Published on Feb 25, 2017
This, from YouTube: "Surya's speed on the ice, her energy, her style, her height on the jumps and especially her backflips are something very special on her! A long time she was the only skater in the world who could land a backflip on one blade. She'll always be remembered as one of the greatest in the figure skating history!"
Several things have occurred to me for posting; but, for some time, now, I've been unable to sit for a useful length of time. Sciatica! For the past couple of days, my exercises (suggested by a PTD - Doctor of Physical Therapy - in 2010 when last I suffered a bout with sciatica) seem to be edging me toward pain relief. Thus, I'll post at least a bit of what's been happening around here.
While Elder Brother was with us last weekend, I answered the doorbell to find a US Postal Service delivery person at our door with a box from Hutchinson, Kansas. The outside of the box held the name of the sender, whose name I recognized as belonging to a volunteer out in the Colby, Kansas, area. She and a couple of her cohorts from that area, nurses all three, had shipped me a box of goodies to thank me for the help I've provided them over the past few months. What a welcome surprise - especially since I had done nothing special, in my view, for them - just doing my volunteer job. I had met the three women in Salina, Kansas, in March when we were all in attendance at the 2017 Regional Disaster Training Institute.
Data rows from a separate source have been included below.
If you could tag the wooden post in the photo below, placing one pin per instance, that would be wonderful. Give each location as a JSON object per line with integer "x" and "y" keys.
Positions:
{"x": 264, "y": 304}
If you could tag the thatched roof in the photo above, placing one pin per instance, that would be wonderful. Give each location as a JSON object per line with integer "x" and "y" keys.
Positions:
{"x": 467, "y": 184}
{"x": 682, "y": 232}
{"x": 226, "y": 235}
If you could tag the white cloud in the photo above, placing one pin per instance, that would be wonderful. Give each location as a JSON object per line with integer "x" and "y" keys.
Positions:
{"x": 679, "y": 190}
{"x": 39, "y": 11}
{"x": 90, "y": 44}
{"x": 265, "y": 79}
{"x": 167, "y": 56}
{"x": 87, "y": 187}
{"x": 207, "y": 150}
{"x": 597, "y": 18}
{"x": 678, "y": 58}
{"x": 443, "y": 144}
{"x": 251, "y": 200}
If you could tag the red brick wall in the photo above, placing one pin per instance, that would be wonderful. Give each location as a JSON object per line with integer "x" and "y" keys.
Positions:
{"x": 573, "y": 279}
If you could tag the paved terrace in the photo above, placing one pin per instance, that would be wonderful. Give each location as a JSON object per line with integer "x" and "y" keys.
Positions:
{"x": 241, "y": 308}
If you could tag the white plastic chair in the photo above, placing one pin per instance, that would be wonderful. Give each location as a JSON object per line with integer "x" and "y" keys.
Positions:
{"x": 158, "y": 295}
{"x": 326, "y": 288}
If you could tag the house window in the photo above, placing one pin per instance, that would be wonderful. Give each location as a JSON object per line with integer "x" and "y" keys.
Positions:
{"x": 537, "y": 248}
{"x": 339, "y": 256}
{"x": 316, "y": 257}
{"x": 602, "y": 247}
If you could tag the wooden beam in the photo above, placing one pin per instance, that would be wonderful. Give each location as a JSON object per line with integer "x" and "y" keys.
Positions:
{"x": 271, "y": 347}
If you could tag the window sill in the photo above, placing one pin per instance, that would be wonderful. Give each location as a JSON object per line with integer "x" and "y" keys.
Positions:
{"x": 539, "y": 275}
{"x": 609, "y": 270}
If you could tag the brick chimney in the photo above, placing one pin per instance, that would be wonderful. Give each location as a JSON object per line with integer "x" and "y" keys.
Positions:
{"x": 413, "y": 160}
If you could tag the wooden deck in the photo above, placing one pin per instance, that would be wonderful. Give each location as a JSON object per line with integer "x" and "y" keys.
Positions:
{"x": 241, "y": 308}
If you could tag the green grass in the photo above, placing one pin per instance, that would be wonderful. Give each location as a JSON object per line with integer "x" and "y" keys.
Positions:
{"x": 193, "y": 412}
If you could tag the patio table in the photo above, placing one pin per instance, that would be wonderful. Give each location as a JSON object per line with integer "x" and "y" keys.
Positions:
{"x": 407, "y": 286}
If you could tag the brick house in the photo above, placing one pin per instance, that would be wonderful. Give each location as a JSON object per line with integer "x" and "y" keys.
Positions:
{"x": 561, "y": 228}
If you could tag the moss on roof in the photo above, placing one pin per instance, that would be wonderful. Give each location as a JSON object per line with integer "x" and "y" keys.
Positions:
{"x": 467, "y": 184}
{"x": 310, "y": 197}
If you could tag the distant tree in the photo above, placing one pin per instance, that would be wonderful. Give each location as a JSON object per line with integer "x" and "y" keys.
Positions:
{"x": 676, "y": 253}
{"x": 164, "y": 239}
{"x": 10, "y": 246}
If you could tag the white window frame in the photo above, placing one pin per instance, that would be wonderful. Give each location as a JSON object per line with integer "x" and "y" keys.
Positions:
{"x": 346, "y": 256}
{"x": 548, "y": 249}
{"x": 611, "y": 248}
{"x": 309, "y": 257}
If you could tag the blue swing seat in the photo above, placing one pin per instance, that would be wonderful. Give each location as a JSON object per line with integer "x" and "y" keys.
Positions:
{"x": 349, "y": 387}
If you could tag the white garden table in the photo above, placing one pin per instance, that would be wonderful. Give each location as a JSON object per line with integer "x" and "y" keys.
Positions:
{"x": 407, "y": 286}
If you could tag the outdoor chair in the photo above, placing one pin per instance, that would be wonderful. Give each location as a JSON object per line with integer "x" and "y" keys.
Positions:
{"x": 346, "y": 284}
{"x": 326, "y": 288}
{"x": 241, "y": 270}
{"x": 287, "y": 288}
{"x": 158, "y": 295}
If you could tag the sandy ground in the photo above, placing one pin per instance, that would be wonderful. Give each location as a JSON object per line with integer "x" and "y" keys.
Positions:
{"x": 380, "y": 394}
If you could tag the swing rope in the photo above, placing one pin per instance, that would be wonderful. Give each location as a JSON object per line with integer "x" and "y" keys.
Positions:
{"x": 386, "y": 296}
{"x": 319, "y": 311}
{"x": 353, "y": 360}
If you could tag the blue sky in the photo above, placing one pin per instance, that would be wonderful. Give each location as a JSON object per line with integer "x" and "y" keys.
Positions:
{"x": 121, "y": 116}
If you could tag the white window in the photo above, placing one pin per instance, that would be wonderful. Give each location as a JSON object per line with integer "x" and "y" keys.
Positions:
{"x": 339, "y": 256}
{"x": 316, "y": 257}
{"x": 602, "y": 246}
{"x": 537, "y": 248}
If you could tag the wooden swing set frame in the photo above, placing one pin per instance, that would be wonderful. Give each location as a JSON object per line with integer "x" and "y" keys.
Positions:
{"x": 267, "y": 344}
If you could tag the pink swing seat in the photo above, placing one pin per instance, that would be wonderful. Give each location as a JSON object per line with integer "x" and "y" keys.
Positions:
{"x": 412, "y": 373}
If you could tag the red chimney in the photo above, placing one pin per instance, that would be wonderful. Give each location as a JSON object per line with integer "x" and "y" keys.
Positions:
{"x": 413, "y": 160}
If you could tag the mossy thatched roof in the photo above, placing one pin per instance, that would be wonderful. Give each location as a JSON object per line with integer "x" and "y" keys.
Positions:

How thoughtful of them!
In particular, I enjoyed the rhubarb pie - which was shared with no one! (Fortunately, neither Elder Brother nor Hunky Husband is a rhubarb fan.)
Yesterday, WichiDude and Dudette dropped by so that Dudette could show us her new car. Her car history comprises:
1. AMC product - year and make not recalled - that she purchased for $400 in about 1977. I co-signed the loan for her which she paid off early!
2. Chevelle - year not recalled - that her Dad and I had given her for her 21st birthday in 1980. I had purchased it from an estate in 1978 or 1979, and found it too large for comfort in my garage. Of course, in 1982, WichiDude and Dudette moved into my house when I moved to Florida. The garage didn't grow for them, but Dudette put up with the fit.
3. 1982 Mazda 626 - that she had purchased from me when I came back to Kansas in 1990. Dudette drove it until 2000, from which time her daughter (our Wonderful GrandDaughter) drove it for another several years.
4. 2002 Ford Taurus SHO - that was a gift from me in 2000, reflecting the profit I had made on the sale of the house that she and WichiDude had rented from me for 10 years. I've never felt it right to profit off of our daughters!
5. 2017 Ford EDGE - her first brand-new automobile, purchased from the same woman who has sold me my last two, and HH his last, vehicles.